The Centers for Medicare and Medicaid Services (CMS) final rule for the 2014 Medicare Physician Fee Schedule has been published, and most provisions went into effect January 1. Issues included in the final rule which have an impact on vascular surgeons have been posted on the SVS website. They include:
CMS has deferred imposing a cap on certain office-based services, which included services provided by vascular surgeons in angiography suites, for future consideration. SVS led a coalition of physician groups opposing this cap.
CMS eliminated the referral requirement as part of the Welcome to Medicare Physician Exam, which also eliminates the one-year time limit for beneficiaries who are at-risk for AAA. SVS has been persistent in getting barriers removed so more beneficiaries can take advantage of this life-saving screening.
Physician Compare Website
CMS acknowledged problems with the website and will continue to make improvements. SVS has reviewed the keywords used for vascular surgery. CMS has asked physicians to review their Provider Enrollment, Chain and Ownership System (PECOS) information for accuracy.
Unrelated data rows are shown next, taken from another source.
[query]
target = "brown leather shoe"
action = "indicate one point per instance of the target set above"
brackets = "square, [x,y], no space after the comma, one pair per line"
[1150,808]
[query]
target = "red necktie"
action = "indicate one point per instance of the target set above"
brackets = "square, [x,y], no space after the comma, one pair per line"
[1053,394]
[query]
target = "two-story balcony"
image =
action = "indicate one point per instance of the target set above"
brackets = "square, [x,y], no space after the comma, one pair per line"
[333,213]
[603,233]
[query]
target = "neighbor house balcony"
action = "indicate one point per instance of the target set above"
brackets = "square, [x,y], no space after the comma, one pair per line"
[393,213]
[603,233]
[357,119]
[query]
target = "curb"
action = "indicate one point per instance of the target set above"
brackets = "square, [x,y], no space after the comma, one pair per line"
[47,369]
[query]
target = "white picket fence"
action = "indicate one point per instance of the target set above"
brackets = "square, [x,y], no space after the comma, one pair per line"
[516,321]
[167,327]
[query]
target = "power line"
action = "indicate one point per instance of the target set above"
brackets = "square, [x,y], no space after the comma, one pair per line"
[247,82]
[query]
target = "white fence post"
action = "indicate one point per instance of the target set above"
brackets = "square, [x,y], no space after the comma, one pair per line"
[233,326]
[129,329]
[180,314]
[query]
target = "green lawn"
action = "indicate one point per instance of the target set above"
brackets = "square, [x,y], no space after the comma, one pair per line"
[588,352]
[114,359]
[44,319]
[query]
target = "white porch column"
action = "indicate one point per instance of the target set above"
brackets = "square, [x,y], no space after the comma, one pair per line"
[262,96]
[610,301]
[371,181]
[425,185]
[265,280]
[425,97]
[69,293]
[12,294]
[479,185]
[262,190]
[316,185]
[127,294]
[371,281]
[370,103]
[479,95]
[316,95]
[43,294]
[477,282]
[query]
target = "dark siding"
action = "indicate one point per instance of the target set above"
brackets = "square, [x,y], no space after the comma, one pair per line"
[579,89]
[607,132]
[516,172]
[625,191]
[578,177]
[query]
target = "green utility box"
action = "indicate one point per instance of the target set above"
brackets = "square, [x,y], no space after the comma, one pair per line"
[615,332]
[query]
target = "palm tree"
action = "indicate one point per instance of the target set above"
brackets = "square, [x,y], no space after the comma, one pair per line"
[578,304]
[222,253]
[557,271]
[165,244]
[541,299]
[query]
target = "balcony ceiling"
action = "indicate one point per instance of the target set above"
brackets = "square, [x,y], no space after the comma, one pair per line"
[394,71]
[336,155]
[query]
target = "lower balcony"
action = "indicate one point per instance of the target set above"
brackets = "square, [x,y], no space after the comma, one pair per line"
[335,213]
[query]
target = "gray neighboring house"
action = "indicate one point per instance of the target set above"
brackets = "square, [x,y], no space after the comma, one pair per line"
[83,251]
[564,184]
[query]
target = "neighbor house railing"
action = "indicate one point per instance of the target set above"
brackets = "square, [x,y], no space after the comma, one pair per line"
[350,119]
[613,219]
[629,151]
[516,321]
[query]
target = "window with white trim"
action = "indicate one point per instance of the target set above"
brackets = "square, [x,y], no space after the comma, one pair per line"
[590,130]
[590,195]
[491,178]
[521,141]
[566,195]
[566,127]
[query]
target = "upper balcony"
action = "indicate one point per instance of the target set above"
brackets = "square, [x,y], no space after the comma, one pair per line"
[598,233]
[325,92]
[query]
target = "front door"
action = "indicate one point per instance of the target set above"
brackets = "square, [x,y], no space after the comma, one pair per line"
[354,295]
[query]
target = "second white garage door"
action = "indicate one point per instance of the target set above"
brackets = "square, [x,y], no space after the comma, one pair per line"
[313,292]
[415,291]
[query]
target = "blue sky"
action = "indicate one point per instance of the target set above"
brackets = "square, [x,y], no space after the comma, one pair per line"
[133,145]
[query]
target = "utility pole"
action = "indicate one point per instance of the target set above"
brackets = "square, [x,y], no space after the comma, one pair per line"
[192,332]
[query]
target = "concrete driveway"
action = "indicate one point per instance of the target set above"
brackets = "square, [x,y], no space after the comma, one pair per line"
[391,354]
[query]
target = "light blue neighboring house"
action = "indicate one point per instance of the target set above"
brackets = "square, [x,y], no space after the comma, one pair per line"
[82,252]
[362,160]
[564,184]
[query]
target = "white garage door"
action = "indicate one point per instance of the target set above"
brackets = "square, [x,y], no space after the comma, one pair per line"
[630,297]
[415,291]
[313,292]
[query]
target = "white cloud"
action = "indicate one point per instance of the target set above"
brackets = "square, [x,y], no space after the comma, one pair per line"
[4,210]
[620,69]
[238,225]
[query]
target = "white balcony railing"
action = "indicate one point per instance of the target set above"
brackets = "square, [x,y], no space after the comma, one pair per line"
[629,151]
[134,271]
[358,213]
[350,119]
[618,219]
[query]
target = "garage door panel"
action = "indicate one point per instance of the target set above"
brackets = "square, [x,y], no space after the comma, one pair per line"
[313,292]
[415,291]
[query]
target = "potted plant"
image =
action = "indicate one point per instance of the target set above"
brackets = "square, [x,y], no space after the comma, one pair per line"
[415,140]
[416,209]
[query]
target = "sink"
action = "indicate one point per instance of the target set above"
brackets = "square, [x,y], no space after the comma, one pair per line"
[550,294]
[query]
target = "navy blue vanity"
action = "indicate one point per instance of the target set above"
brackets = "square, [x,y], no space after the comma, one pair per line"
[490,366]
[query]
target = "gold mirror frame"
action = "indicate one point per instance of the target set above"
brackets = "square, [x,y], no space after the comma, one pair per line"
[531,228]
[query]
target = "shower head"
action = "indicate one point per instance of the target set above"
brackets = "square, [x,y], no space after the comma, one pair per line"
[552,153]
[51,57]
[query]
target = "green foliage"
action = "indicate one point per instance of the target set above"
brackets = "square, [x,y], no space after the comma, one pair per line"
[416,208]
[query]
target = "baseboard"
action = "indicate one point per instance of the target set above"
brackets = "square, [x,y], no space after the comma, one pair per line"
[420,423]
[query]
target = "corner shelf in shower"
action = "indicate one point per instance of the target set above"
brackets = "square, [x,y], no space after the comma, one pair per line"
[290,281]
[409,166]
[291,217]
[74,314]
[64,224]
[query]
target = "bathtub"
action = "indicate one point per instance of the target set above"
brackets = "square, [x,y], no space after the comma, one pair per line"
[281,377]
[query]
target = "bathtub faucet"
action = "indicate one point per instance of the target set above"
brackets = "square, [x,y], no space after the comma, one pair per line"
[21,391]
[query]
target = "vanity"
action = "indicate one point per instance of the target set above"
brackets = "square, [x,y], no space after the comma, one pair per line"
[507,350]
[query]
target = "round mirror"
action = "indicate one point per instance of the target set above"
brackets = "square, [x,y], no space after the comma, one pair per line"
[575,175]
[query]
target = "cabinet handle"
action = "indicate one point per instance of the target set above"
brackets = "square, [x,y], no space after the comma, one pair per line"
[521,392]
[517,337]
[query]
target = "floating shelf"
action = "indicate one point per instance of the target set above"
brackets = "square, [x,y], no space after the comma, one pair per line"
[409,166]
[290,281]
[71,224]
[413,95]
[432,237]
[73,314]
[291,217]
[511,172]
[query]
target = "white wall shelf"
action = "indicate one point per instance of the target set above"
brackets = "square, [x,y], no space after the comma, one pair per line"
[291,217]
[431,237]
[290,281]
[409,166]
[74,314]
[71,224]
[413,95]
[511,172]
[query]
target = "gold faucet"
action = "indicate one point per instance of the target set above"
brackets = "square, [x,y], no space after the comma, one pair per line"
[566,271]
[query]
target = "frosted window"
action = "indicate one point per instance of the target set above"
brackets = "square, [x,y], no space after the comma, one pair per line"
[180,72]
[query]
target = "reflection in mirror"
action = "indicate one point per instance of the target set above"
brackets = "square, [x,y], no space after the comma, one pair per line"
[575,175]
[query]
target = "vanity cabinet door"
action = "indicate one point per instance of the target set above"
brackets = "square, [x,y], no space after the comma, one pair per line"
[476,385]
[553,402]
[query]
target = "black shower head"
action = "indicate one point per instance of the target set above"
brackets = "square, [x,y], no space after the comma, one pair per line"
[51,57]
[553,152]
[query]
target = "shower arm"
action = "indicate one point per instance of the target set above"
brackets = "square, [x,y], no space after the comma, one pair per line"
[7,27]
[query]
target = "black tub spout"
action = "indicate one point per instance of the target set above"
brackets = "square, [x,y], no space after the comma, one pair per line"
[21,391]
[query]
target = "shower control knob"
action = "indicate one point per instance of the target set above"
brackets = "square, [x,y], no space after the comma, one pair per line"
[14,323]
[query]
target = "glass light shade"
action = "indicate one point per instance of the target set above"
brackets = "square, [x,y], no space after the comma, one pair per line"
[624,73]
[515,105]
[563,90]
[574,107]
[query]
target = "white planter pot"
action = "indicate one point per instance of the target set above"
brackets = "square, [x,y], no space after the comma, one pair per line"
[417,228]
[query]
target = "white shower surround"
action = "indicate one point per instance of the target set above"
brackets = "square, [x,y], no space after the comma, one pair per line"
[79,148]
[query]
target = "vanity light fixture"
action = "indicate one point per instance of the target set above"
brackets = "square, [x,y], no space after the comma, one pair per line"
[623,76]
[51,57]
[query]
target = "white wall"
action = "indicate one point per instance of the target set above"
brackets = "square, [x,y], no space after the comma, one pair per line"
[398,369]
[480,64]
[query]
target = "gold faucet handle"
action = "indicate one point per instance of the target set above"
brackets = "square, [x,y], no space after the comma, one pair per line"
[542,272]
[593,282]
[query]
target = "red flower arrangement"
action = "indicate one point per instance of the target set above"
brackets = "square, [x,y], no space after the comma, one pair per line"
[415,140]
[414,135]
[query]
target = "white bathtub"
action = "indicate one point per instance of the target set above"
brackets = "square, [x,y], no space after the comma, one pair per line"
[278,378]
Value-Based Payment Modifier (VBPM)
The Department of Health and Human Services is developing and implementing a budget-neutral payment system that will use a VBPM to adjust Medicare physician fee schedule payment based on the quality and cost of care physicians deliver to beneficiaries. This will be phased in over a two-year period beginning in 2015. Additional details are posted on the SVS website.
Physician Quality Reporting System (PQRS)
CMS has increased the number of measures that must be reported from three to nine measures in order to receive incentive payments. Beginning in 2015, payment incentives will end and a downward payment adjustment will apply to physicians who do not satisfactorily report data on quality measures for covered services. Also, PQRS measures groups will only be reportable through a registry starting in 2014. Additional details are posted on the SVS website.
Items and Services in FDA Investigational Device Exemption (IDE) Clinical Studies
IDE Clinical Studies are designed to generate clinical data on safety and/or effectiveness of a clinical device. SVS expressed concerns regarding the governance process for approval or denial of reimbursement and the two requirements to ensure CMS approval. CMS removed the two requirements, but did not clarify who will comprise the reviewing body or what the pre-submission process will be. Changes will be implemented by January 1, 2015. Additional details are posted on the SVS website.